Production Networks and War: Evidence from Ukrainian Railway Shipments

Vasily Korovkin (CERGE-EI)
Alexey Makarin (EIEF)

Abstract : How do severe shocks, such as an armed conflict, alter a country's economy? We study how the production network of a low-income country is affected by a devastating but localized conflict. We use the Ukrainian railway shipment data for 2013--2016, complemented by the administrative data on firms, to document the propagation of a conflict shock throughout the supply-chain network. First, we document substantial spillover effects of conflict on interfirm trade outside of the conflict areas. Our estimates suggest that the magnitude of the second-order effects of conflict is about a third of the magnitude of the first-order effects. Second, we study the consequences of an exogenous change in the network structure. Firms that, for exogenous reasons, became more central in the production network after the start of the conflict, received a boost to their revenues and profits. However, losers from such changes in the production network structure outweigh the winners. According to our back-of-the-envelope calculations, conflict decreased sales by at least $5.8\%$ outside of violent areas due to the two effects. Finally, we document that if the firms were not allowed to adjust their trading networks, counterfactual losses from the exogenous network shock would have been three times larger than the observed losses.

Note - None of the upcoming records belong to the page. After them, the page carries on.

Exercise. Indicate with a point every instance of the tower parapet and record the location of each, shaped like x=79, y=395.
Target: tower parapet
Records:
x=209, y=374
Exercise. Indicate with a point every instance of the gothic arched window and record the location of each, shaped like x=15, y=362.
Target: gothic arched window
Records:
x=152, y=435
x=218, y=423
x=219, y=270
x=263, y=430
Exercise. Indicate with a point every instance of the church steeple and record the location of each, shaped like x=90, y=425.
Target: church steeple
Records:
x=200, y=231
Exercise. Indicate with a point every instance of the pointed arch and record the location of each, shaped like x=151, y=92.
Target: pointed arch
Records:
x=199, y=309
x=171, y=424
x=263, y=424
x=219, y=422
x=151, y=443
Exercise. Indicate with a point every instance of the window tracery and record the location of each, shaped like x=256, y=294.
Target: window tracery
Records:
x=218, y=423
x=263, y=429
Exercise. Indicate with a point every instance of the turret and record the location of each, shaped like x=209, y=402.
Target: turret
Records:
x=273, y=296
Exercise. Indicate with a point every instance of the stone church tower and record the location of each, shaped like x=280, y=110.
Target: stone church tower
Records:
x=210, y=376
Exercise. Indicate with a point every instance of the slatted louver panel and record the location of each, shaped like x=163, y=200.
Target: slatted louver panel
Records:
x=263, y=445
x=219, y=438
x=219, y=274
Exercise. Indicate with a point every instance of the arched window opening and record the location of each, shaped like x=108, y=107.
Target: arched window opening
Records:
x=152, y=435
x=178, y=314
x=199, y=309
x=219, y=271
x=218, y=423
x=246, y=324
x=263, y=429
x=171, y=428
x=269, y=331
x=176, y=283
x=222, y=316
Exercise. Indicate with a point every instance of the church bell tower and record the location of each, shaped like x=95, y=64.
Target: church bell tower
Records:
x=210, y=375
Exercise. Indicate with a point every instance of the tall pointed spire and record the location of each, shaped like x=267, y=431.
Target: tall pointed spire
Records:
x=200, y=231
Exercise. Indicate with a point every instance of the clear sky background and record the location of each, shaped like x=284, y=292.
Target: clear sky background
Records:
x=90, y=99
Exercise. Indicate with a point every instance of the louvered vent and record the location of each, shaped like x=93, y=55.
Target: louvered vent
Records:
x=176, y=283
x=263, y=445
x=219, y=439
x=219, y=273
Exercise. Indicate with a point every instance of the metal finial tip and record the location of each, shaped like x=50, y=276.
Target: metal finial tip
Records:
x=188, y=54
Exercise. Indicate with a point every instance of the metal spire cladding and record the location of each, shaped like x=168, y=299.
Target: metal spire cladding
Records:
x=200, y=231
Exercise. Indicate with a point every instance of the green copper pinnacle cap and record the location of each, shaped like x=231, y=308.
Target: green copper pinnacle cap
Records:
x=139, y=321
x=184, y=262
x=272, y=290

The Soviet Great Famine, 1931--33

Andrei Markevich (New Economic School)
Natalya Naumenko (George Mason University)
Nancy Qian (Northwestern University)
Ekaterina Zhuravskaya (Paris School of Economics)

Abstract : This paper documents several new facts about the causes of the Soviet Great Famine, 1931–33. First, bad weather was not an important contributor to the famine. Second, excess mortality was much higher for ethnic Ukrainians, the largest minority group, than ethnic Russians, even outside of the Republic of Ukraine. Third, this cannot be explained by differences in weather conditions, historical productivity, or political variables. Fourth, Soviet policies were implemented more zealously for Ukrainians, which resulted in more collectivization of agriculture, lower grain productivity, and higher procurement during the famine for Ukrainians. Both ethnic Ukrainian and non-ethnic Ukrainian Party leaders increased Ukrainian mortality. The results are consistent with the presence of ethnic bias in famine-era Soviet policies.